Please note that this post is tagged as a rumor.
AMD MI300 might be the start of high-performance APUs
A new leak puts a new socket name alongside MI300 and Zen4 CPU socket.
ExecutableFix discovered a new socket name “SH5” which is internally called MI300. This name is likely referring to the Instinct MI300 accelerator, a successor to MI200 which has not yet been released. The MI300 is now rumored to feature 4 GPU chipsets, a double of what MI200 is said to offer.

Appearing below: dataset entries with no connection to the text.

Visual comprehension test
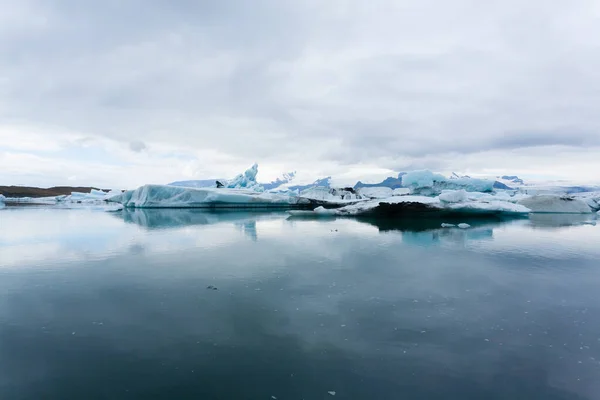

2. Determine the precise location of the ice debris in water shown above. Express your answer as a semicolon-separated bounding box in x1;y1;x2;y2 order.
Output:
402;170;494;195
227;164;265;192
439;189;467;203
518;195;592;214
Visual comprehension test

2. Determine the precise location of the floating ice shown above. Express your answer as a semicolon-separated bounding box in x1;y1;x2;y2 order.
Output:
328;195;531;215
392;188;410;196
226;164;265;192
402;170;446;189
356;186;394;199
108;185;310;208
300;187;363;204
518;195;592;214
439;190;467;203
402;170;494;195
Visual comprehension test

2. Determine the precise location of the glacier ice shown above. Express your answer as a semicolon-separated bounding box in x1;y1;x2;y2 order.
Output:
225;164;265;192
402;170;446;189
108;185;310;208
392;188;410;196
299;186;363;204
518;194;592;214
298;191;531;216
356;186;394;199
439;189;467;203
402;170;494;195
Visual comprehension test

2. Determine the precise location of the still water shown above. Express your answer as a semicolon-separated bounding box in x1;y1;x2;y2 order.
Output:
0;207;600;400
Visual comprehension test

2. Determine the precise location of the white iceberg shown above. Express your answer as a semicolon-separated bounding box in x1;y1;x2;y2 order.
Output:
108;185;310;208
356;186;394;199
225;164;265;192
392;188;410;196
439;190;467;203
299;186;364;204
288;206;337;218
518;194;592;214
402;170;494;195
310;191;531;215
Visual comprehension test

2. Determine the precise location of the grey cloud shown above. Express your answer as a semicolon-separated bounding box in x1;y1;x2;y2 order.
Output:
0;0;600;178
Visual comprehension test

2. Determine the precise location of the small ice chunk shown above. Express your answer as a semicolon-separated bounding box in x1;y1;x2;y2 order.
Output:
439;189;467;203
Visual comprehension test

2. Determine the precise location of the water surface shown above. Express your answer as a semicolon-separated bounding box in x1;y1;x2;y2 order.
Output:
0;207;600;400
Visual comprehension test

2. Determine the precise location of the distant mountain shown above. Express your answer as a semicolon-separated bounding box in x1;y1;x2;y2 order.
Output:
288;176;331;191
354;172;406;189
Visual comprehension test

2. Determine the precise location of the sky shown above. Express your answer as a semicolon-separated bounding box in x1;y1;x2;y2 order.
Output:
0;0;600;188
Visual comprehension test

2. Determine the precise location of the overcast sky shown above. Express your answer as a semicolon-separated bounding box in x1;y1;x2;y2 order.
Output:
0;0;600;187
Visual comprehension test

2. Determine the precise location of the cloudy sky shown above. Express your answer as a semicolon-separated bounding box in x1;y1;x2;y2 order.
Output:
0;0;600;187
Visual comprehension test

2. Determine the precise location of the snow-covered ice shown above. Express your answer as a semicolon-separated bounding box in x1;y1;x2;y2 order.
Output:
518;195;592;214
392;188;410;196
299;186;364;204
402;170;494;195
356;186;394;199
225;164;265;192
439;189;467;203
108;185;310;208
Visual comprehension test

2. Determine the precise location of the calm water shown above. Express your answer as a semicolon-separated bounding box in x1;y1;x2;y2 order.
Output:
0;208;600;400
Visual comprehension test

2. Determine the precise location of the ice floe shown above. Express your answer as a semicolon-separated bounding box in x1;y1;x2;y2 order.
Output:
518;195;592;214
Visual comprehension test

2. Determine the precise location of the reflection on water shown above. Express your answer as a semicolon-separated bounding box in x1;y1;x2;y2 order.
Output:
0;207;600;400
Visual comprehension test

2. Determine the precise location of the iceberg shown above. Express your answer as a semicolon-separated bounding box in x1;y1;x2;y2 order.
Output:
517;194;592;214
225;164;265;192
439;190;467;203
299;186;365;205
107;185;311;208
292;190;531;216
356;186;394;199
168;179;225;188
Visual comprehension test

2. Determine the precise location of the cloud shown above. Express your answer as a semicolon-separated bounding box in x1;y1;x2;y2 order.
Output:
129;140;148;153
0;0;600;184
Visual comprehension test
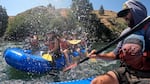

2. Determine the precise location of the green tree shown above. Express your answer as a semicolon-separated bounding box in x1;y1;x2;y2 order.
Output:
0;6;8;37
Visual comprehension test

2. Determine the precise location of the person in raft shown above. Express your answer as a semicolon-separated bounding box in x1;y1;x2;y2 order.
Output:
89;0;150;84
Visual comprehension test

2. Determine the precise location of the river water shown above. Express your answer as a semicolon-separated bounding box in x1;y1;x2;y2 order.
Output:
0;42;119;84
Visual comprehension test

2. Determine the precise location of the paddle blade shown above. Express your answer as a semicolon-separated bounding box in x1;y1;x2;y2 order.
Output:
63;63;77;72
42;54;52;61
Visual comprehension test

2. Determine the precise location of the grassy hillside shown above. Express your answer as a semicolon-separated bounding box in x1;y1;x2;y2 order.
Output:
93;10;126;34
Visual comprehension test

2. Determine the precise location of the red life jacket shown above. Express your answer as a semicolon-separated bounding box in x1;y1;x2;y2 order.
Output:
119;23;150;71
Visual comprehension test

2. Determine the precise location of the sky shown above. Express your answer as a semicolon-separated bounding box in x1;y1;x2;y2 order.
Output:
0;0;150;16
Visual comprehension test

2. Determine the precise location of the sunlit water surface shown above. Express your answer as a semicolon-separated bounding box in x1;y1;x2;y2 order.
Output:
0;42;119;84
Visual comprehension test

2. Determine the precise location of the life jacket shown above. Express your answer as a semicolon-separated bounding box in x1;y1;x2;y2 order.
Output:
60;40;69;50
119;23;150;71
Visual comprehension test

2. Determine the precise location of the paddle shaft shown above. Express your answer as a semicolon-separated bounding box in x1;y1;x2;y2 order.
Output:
77;16;150;64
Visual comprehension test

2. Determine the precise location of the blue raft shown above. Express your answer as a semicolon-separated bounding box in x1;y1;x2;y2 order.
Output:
3;48;65;74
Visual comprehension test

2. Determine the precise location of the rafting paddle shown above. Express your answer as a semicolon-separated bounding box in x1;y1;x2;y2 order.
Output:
63;16;150;72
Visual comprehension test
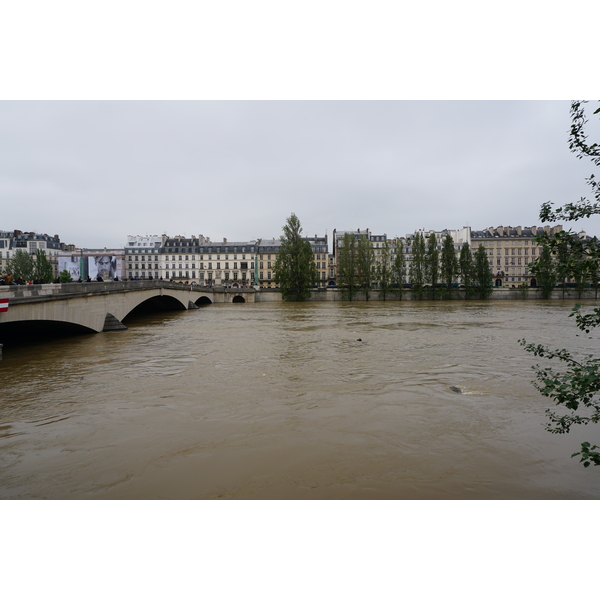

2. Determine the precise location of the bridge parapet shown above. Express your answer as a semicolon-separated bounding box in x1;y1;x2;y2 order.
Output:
0;279;255;304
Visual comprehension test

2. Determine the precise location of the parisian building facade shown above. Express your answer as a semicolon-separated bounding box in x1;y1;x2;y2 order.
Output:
0;225;586;288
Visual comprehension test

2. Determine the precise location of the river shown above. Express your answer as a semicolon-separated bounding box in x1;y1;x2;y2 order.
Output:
0;300;600;499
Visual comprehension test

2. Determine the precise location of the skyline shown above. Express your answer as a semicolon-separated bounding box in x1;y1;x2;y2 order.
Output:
0;100;598;248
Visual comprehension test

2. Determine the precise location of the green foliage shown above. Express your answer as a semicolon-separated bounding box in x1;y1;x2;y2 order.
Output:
6;249;54;283
458;242;474;299
337;232;359;300
425;232;440;300
519;101;600;467
571;442;600;467
529;244;556;299
473;244;494;300
58;269;73;283
375;240;392;300
441;233;458;300
519;305;600;446
392;240;406;300
409;233;426;300
274;213;318;302
6;250;35;281
517;281;529;300
357;235;374;301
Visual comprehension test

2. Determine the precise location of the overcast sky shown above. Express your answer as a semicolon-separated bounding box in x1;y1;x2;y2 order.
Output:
0;101;600;248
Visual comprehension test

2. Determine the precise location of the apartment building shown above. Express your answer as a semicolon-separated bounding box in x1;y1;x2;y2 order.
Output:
470;225;562;287
326;227;396;286
258;234;329;288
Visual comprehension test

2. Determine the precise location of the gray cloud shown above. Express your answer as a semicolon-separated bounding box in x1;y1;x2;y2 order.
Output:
0;101;598;248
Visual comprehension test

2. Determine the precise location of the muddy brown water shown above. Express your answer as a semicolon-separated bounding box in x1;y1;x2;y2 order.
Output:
0;300;600;499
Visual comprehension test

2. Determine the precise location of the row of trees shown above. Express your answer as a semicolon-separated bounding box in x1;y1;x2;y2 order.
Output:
337;232;493;300
6;249;54;283
529;231;600;298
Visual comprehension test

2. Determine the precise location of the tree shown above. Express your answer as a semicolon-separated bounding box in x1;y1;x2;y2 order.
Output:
6;250;35;281
529;245;556;300
458;242;473;299
337;232;358;300
356;235;373;301
409;233;426;300
440;233;458;300
274;213;317;302
33;249;54;283
519;304;600;467
473;244;494;300
425;232;440;300
519;101;600;467
375;239;392;300
392;240;406;300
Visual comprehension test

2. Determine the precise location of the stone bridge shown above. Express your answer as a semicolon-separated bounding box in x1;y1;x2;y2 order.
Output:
0;280;255;332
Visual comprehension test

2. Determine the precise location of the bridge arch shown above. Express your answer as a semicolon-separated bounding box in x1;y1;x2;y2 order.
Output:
120;294;187;320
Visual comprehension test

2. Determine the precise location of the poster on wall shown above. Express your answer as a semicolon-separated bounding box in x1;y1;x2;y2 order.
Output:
58;256;81;281
88;255;117;281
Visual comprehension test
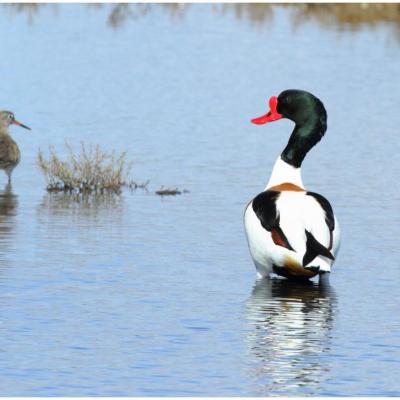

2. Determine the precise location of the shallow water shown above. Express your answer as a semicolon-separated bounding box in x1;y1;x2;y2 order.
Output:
0;5;400;396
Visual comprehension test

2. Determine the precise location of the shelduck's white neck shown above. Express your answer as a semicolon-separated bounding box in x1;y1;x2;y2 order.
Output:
265;156;304;190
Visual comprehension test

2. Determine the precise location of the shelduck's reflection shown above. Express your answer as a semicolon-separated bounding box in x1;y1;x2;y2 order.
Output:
246;279;336;396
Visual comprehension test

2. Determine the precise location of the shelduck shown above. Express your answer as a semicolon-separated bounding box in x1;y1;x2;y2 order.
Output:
0;111;31;183
244;89;340;283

The leaker claims that SH5 refers to a Zen4 socket, which likely means that MI300 might have a Zen4 CPU chiplet on the same package, or at least some of its variants might.
There's a server socket called "SH5" that features CPU with CPUID 0xA80F00… called "MI300"
— ExecutableFix (@ExecuFix) September 16, 2021
As others have put it, the MI300 is not expected to launch for at least another year, which makes all those early rumors almost impossible to confirm at this point. It is, however, interesting to see what AMD is focusing on in the relatively near future.
This is not the first time are hearing about exascale APUs. In a paper “Design and Analysis of an APU for Exascale Computing” AMD has revealed a proposed design of such a high-performance design, featuring stacked HBM memory on top of GPU chiplets which would be combined with CPU chiplets.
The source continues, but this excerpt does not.